Stati lontani, culturalmente differenti ma con una storia fittamente intrecciata, sin dal ‘800 quando già Abraham Lincoln parlava con ispirazione della possibilità, un giorno, di creare una casa-nazione che tutti gli ebrei del mondo potessero abitare e considerare propria. Per arrivare poi agli sviluppi successivi alle seconda guerra mondiale, quando nel 1948 fu ufficialmente istituito lo stato di Israele, riconosciuto poi dalle Nazioni Unite.

Ovviamente non si discute il diritto di un popolo di avere una casa e dei diritti, questo è alla base del benessere comune che andrebbe garantito ad ogni essere umano. I riflettori oggi vengono posti piuttosto sul perché gli U.S.A. sembrano indistintamente sostenere lo stato di Israele anche in situazioni delicate che coinvolgono il benessere e la vita di migliaia di cittadini (anche e spesso non israeliani).

Quali sono gli interessi americani? Perché tanta attenzione per uno stato apparentemente così lontano e poco influente? Forse perché così tanto lontano e ininfluente, forse, non è.

Iniziamo intanto col notare una particolare attenzione di Washington nell’appoggiare Tel Aviv su più fronti. 

Intanto Israele riceve annualmente un supporto economico di 3 miliardi di dollari da parte dell’alleato ma non in tre diverse transazioni come invece fanno altri alleati. Questo facilita infatti Israele nel pagare meno interessi sul finanziamento. 

In più il 25% della somma può essere utilizzato nel migliorare e foraggiare l’industria bellica senza però avere l’obbligo di fornire un rendiconto dell’utilizzo di questo denaro.

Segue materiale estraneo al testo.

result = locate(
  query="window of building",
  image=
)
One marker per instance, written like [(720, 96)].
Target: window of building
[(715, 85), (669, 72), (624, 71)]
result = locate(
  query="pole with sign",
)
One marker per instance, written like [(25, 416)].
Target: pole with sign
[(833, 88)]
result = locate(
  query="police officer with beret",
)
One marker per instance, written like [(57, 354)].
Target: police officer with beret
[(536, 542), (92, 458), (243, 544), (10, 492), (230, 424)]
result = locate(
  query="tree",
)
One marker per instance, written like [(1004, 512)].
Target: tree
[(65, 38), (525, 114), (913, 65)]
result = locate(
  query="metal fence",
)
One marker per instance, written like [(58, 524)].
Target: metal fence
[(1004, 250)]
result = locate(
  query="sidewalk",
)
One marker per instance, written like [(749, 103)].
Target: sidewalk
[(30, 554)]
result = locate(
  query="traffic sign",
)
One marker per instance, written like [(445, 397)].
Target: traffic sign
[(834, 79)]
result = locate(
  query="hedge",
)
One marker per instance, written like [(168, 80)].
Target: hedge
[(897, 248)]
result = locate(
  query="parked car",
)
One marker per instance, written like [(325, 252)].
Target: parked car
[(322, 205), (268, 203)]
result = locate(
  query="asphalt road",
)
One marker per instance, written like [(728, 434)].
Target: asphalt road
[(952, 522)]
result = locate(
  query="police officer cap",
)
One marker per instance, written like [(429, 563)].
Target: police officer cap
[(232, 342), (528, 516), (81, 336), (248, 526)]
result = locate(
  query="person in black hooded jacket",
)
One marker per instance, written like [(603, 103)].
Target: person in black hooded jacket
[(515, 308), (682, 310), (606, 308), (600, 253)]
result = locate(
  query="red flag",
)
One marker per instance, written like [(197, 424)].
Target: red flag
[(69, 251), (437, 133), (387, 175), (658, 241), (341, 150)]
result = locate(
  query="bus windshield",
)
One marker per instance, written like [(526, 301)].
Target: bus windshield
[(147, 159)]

Un aiuto davvero notevole, basti pensare che in totale dalla fine della guerra l’America ha fornito più di 150 miliardi di dollari, oltre che armamenti e aerei da usare, come elicotteri Apache, aerei F-15 e F-16. E rimanendo in ambito bellico, l’America ha influito notevolmente nella scelta dell’Agenzia Internazionale per l’Energia Atomica di non inserire nel programma di disarmo le armi nucleari israeliane.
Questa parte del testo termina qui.